What happened this offseason?

    Josh Donaldson and Alex Anthopoulos
    Atlanta Braves general manager Alex Anthopoulos (foreground) and Josh Donaldson listen to a question during a press conference Tuesday, Nov. 27, 2018, introducing the free agent signing in Atlanta. (Source: Alyssa Pointer/AJC)

    Braves fans are pissed.

    Braves fans are (still) waiting.

    Braves fans are pessimistic.

    Braves fans are optimistic.

    Braves fans are just confused.

    Yeah, we’re a mixture of a lot of things right now. Some of us are all of the above. And that’s pretty much where all of us here at 755 Battery Ave fit into the equation. If you have been following along with the 755Cast and our various personal Twitter accounts you know this has been a roller coaster of an offseason for us.

    It’s been a weird offseason for a number of reasons — the lack of activity after a big chunk of contracts coming of the books, the radio silence when it comes to being heavily tied to any of the big name free agents, the rumblings of potential trades that seemed to be more smoke than fire. It’s all come together to leave us bewildered about what is going on behind the closed doors of the executive level at SunTrust the past couple of months.

    But should we be outraged?

    We hit on this in the past 755Cast — what if this winter has gone exactly as planned and it’s the fan-based and media-fueled hype and expectations that have led us astray? What if this offseason was never going to be that make-or-break, all-out, guns-blaring off-season that sends the Braves to the next level?

    The 2018 season was a perfect storm of many things. The division went in the gutter, a number of key players had career years, and Ronald Acuña turned into Barry Bonds for a little bit. None of that was expected. That’s the one thing we’re all losing sight of in January 2019. Last year wasn’t supposed to happen. Last year was supposed to be the bridge from rebuild to contender. Last year was supposed to be the 78 win season. Last year wasn’t supposed to be 90 wins and a division title.

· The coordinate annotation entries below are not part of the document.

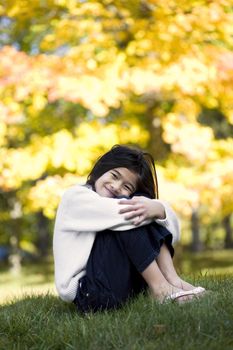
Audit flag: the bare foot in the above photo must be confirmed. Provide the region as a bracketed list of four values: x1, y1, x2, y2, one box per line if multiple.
[169, 277, 196, 291]
[151, 283, 194, 303]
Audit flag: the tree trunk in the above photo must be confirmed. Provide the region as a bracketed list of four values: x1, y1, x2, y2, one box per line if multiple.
[222, 215, 233, 249]
[191, 209, 203, 252]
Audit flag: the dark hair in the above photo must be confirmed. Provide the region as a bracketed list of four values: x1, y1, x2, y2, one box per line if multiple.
[87, 145, 159, 198]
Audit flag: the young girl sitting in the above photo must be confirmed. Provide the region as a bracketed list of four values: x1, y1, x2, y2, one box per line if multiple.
[53, 145, 205, 312]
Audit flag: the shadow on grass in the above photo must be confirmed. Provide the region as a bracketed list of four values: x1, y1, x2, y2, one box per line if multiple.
[175, 249, 233, 274]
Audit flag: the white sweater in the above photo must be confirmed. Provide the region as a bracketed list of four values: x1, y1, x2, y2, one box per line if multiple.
[53, 185, 180, 302]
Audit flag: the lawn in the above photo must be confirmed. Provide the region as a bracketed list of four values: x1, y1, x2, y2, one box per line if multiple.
[0, 251, 233, 350]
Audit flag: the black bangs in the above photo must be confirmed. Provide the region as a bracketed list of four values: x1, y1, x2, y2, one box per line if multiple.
[87, 145, 158, 198]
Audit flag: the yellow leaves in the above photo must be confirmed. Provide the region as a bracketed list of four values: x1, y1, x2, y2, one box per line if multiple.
[24, 174, 80, 219]
[163, 113, 213, 164]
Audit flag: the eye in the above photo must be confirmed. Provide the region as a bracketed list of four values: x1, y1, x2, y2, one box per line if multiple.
[125, 185, 132, 192]
[111, 173, 118, 179]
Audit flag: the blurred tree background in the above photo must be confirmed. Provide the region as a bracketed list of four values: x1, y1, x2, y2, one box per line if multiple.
[0, 0, 233, 268]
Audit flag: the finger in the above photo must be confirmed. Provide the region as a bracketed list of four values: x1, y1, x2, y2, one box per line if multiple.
[118, 199, 137, 205]
[133, 216, 144, 226]
[119, 205, 141, 214]
[124, 210, 142, 220]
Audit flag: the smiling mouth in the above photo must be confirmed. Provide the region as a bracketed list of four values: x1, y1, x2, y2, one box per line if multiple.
[104, 186, 116, 198]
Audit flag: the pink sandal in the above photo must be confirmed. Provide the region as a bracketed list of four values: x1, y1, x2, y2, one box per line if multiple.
[164, 287, 206, 302]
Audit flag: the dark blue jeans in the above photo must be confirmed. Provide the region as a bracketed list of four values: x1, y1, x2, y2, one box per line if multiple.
[74, 223, 174, 312]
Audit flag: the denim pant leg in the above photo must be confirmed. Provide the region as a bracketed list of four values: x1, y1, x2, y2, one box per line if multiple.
[74, 223, 173, 312]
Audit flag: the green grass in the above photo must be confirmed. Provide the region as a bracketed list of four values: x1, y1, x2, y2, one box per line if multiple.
[0, 275, 233, 350]
[0, 250, 233, 350]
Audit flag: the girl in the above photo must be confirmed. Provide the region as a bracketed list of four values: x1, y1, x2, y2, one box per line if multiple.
[53, 145, 204, 312]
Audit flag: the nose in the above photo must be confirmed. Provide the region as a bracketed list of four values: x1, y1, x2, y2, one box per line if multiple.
[111, 181, 121, 196]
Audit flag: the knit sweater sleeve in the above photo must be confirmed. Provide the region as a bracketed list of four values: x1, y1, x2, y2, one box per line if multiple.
[56, 185, 180, 242]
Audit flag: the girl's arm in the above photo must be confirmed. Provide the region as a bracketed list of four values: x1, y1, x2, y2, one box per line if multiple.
[55, 185, 179, 241]
[119, 196, 180, 242]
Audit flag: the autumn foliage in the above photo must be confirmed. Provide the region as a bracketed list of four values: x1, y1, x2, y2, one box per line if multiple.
[0, 0, 233, 250]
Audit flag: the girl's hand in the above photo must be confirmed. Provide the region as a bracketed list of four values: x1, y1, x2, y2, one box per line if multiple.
[118, 196, 165, 226]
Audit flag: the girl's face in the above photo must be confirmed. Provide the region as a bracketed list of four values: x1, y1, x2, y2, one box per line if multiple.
[95, 168, 138, 198]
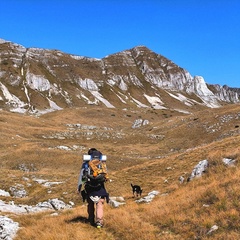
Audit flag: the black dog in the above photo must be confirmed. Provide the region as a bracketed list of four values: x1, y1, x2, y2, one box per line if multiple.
[131, 183, 143, 197]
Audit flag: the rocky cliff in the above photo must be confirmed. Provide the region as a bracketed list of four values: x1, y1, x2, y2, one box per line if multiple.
[0, 40, 239, 114]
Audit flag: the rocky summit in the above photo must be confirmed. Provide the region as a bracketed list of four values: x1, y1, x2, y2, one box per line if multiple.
[0, 39, 239, 115]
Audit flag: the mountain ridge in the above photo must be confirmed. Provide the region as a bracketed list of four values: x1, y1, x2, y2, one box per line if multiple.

    And it became a harsh reality when the Braves met the Dodgers freight train in October. Every step of the way the young team was overmatched by the playoff veterans who had depth upon depth. Aside from one swing of Acuña’s bat (which itself was a gift after a very generous 3-0 pitch, by the way) the Braves were completely exposed.

    But there was still plenty to take away from what 2018 became. This team was ready. The first wave of prospects could compete. Regardless of how bad the division was, or how horribly the Division Series against the Dodgers went, this team proved they were ready for prime time. They may not have had the depth to stack up against organizations which have been stockpiling the league’s best for years, but the core was there.

    That leads us to where we are right now.

    If the 2018 Braves proved they were legit enough to win a crappy division, then the ensuing off-season was when they would make the jump from simply being in The Show, to being World Series contender.

    As we now know in the last week of January, it hasn’t happened yet.

    So, what happened? Were they actually legit? Did the Braves front office not let the surprising success of 2018 get in the way of their master plan?

    Well, that’s why we are here, so let’s get down to business.

    Where is the money?

    The biggest question of the offseason thus far.

    And it isn’t entirely directed at the fact the Braves haven’t been spending. Because there is also a huge question of just how much money the Braves even have available to spend. There has been tons of speculation from the day free agency began until today about just how much the team was going to be able to take on.

    Looking back on last season, the Braves sported an Opening Day payroll of around $118m according to Cot’s Contracts, and around $116m according to Tim Tucker at AJC. So that at least gives us a jumping off point.

    Immediately off the hip last year the Braves were rolling with $33m of dead money on the books from Adrian Gonzalez and Scott Kazmir as holdovers from the Matt Kemp salary swap with the Dodgers. Factor in Brandon McCarthy’s $10m and Nick Markakis’s $11m also coming off the books via retirement and free agency respectively and the Braves should have conceivably had in the area of $50m freed up simply from those four players.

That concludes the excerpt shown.